Safety, security and confidentiality are the key considerations that firms need to address immediately as drones become an ever-increasing part of our world. Protection from corporate espionage and malicious activity utilising drones has become a growing concern for organisations.
Drones pose a unique danger. Unfortunately, fences, guards, cameras and other physical measures are unable to combat their threat. Airborne device can bypass most measures put in place to try and stop it. For that reason, many businesses are implementing anti-drone technology to mitigate the consequences from their burgeoning use and threat.
So, with that in mind, here are 4 ways that drones can threaten the confidentiality of your company.
1. Listening in on private conversations
Drones can easily be fitted with equipment to capture audio. The ability to record clear conversations continues to develop and devices are already freely available. They can easily pick up sound without interference.
Four walls will no longer protect what’s said in your confidential meetings and even if you head for a secret location, therefore a drone can be programmed to track your executives.
2. Photo and video recording
The mass appeal of drones is in large part due to their use in capturing airborne images either for hobby, education or malicious purposes.

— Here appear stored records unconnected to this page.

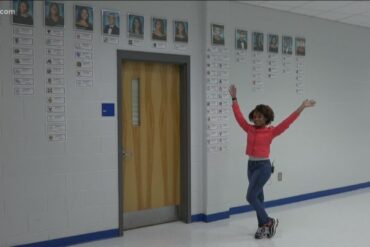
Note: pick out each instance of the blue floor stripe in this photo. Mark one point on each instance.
(278, 202)
(198, 217)
(75, 239)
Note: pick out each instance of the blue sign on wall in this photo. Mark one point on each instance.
(107, 109)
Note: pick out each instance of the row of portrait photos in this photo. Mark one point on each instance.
(241, 41)
(84, 20)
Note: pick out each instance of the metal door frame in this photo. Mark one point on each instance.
(184, 63)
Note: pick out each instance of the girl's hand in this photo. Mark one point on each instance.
(232, 91)
(308, 103)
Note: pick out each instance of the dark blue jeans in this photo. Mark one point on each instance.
(259, 173)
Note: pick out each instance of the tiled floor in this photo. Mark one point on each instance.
(340, 221)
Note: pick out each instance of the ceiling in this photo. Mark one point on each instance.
(350, 12)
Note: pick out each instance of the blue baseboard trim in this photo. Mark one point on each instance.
(79, 239)
(278, 202)
(75, 239)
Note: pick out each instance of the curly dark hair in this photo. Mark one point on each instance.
(265, 110)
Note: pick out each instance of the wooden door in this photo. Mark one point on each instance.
(151, 164)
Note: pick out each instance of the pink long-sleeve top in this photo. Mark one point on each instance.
(259, 139)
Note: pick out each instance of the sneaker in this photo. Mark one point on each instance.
(261, 232)
(272, 227)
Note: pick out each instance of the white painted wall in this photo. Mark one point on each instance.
(54, 190)
(327, 147)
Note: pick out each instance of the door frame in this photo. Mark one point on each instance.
(183, 61)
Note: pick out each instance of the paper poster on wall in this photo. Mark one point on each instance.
(23, 90)
(287, 45)
(54, 32)
(54, 14)
(57, 137)
(217, 34)
(217, 97)
(257, 41)
(181, 34)
(19, 40)
(23, 31)
(54, 51)
(83, 18)
(24, 12)
(300, 46)
(111, 40)
(135, 26)
(56, 117)
(17, 50)
(23, 81)
(23, 60)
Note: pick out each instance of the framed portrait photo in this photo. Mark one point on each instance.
(287, 45)
(159, 29)
(273, 43)
(241, 39)
(135, 26)
(84, 18)
(54, 14)
(110, 22)
(181, 31)
(300, 46)
(257, 40)
(23, 12)
(217, 34)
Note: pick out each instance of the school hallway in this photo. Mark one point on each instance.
(341, 220)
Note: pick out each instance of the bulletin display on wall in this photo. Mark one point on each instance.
(159, 32)
(83, 52)
(23, 60)
(272, 58)
(257, 61)
(110, 26)
(54, 66)
(241, 45)
(217, 98)
(135, 29)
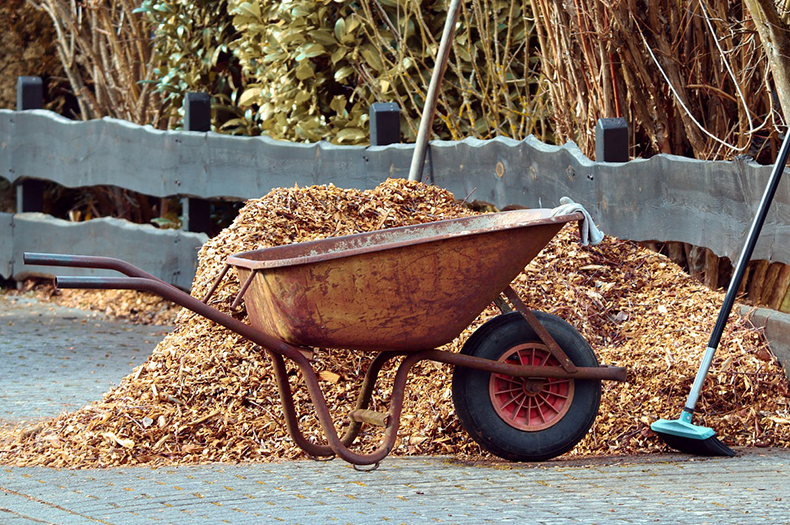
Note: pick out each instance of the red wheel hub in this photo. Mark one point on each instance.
(530, 403)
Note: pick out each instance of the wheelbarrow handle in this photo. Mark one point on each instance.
(86, 261)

These aerial devices can be small in size and are able to sneak into private spaces undetected to take pictures.
Even the most basic smartphone comes with the ability to take high-quality photos and videos these days. A drone can easily be set up to quickly capture and transmit images of your confidential activities to a would-be attacker or snooper.

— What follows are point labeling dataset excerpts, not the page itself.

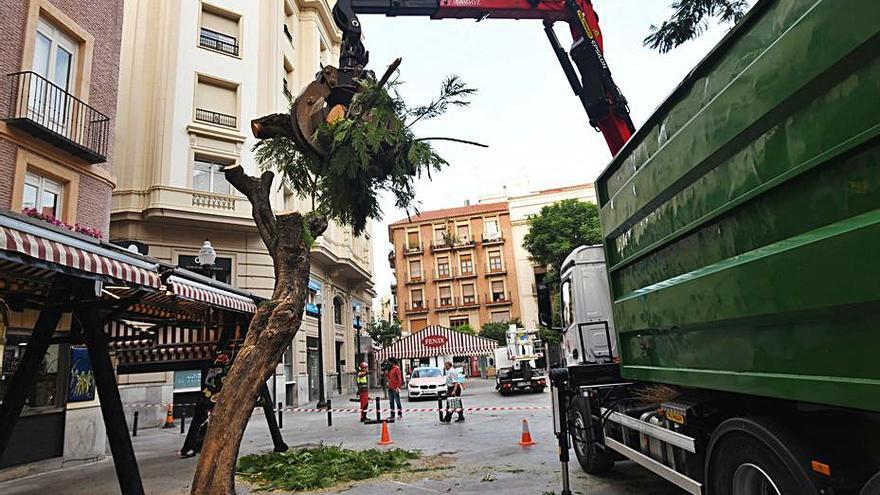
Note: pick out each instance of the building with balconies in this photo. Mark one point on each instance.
(193, 75)
(454, 266)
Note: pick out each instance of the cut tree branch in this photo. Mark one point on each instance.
(456, 140)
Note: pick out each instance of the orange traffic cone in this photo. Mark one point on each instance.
(169, 418)
(526, 438)
(386, 437)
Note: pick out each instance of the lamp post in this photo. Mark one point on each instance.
(319, 301)
(357, 326)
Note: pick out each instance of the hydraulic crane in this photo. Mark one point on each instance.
(605, 105)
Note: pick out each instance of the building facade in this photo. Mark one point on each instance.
(523, 205)
(193, 76)
(59, 67)
(454, 267)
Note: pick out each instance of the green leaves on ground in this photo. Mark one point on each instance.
(371, 149)
(320, 467)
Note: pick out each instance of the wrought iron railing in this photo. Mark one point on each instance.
(216, 118)
(220, 42)
(50, 112)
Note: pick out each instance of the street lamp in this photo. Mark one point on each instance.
(357, 326)
(319, 301)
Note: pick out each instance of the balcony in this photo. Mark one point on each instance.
(492, 240)
(216, 118)
(47, 111)
(495, 270)
(446, 303)
(498, 299)
(218, 42)
(440, 275)
(412, 250)
(468, 302)
(416, 307)
(414, 278)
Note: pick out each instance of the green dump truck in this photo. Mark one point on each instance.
(741, 230)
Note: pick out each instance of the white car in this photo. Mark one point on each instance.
(426, 382)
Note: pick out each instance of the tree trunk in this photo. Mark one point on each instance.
(272, 329)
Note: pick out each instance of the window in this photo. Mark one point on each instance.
(490, 229)
(463, 232)
(458, 321)
(42, 194)
(445, 295)
(415, 270)
(221, 271)
(412, 240)
(468, 295)
(498, 291)
(443, 267)
(54, 54)
(417, 298)
(495, 261)
(216, 102)
(208, 176)
(219, 31)
(467, 264)
(337, 310)
(500, 316)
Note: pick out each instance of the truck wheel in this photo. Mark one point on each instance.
(591, 459)
(748, 457)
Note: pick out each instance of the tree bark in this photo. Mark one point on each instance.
(271, 330)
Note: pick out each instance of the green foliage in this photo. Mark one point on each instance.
(558, 230)
(690, 19)
(321, 467)
(384, 333)
(466, 328)
(372, 149)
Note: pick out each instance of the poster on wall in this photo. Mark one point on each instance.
(82, 378)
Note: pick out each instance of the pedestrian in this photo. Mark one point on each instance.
(395, 382)
(364, 389)
(453, 394)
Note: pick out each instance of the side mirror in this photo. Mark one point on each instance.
(545, 307)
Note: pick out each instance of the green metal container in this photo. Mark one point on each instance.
(742, 221)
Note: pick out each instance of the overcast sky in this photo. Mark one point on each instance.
(525, 111)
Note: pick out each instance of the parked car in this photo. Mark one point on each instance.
(426, 381)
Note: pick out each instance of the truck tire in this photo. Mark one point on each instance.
(754, 457)
(592, 460)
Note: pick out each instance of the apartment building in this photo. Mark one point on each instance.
(522, 204)
(454, 267)
(58, 83)
(193, 76)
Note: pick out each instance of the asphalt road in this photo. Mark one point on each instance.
(480, 455)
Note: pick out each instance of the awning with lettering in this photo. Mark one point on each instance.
(435, 340)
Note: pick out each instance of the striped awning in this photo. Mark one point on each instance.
(435, 340)
(195, 291)
(65, 251)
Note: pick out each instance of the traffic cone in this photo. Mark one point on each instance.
(169, 418)
(386, 437)
(526, 438)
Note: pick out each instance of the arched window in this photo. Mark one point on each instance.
(337, 310)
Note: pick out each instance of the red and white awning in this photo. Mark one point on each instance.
(86, 258)
(195, 291)
(435, 340)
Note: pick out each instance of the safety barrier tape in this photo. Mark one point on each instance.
(355, 410)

3. Cyber hijack and cyber attack
Cyber attacks can be particularly damaging if the device launching the attack can get close to your hardware, software, network, data storage or processing operations. Drones can land in the vicinity of your enterprise and carry out data injection attacks or compromise Wi-Fi, Bluetooth and other wireless connections and networks
Infiltrating unsecured or improperly secured networks is a known attack method for fraudsters and cyber-criminals. Also, inserting malicious code to take down operations is alarmingly common. In addition, the physically-unbound nature of airborne devices means they can physically attack your set-up.
Until now, many devices, networks and infrastructures have been unsecured by organisations simply because they’ve assumed nothing can get near enough to them to do any damage. Drones, unrestricted by physical means, can thwart that assumption.
Unmanned, unchallengeable, cheap and publicly accessible drones are almost impossible to deal with once they’re in the air and today these devices covertly threaten businesses worldwide.
The drone industry remains largely unregulated, and until full legislative protection arrives to curb some of the threat, firms are increasingly implementing anti-drone technology to protect themselves.
Drone protection comes in two forms – drone detection systems and drone mitigation measures. Systems like AeroScope are able to detect and track drones. They can return identifiable information such as make, model, location, speed and serial number. This enables organisations to deploy defence systems and, or alternatively summon law enforcement or security teams to mitigate the threat from the drone and locate the operator.
Sophisticated systems come equipped with measures which mean the person or enterprise operating the drone is unaware you’ve traced them, leading to a higher rate of detection and conviction.
A drone attack could come without warning and create devastating damage to your business before you even realised it had happened. Can you afford to take the risk?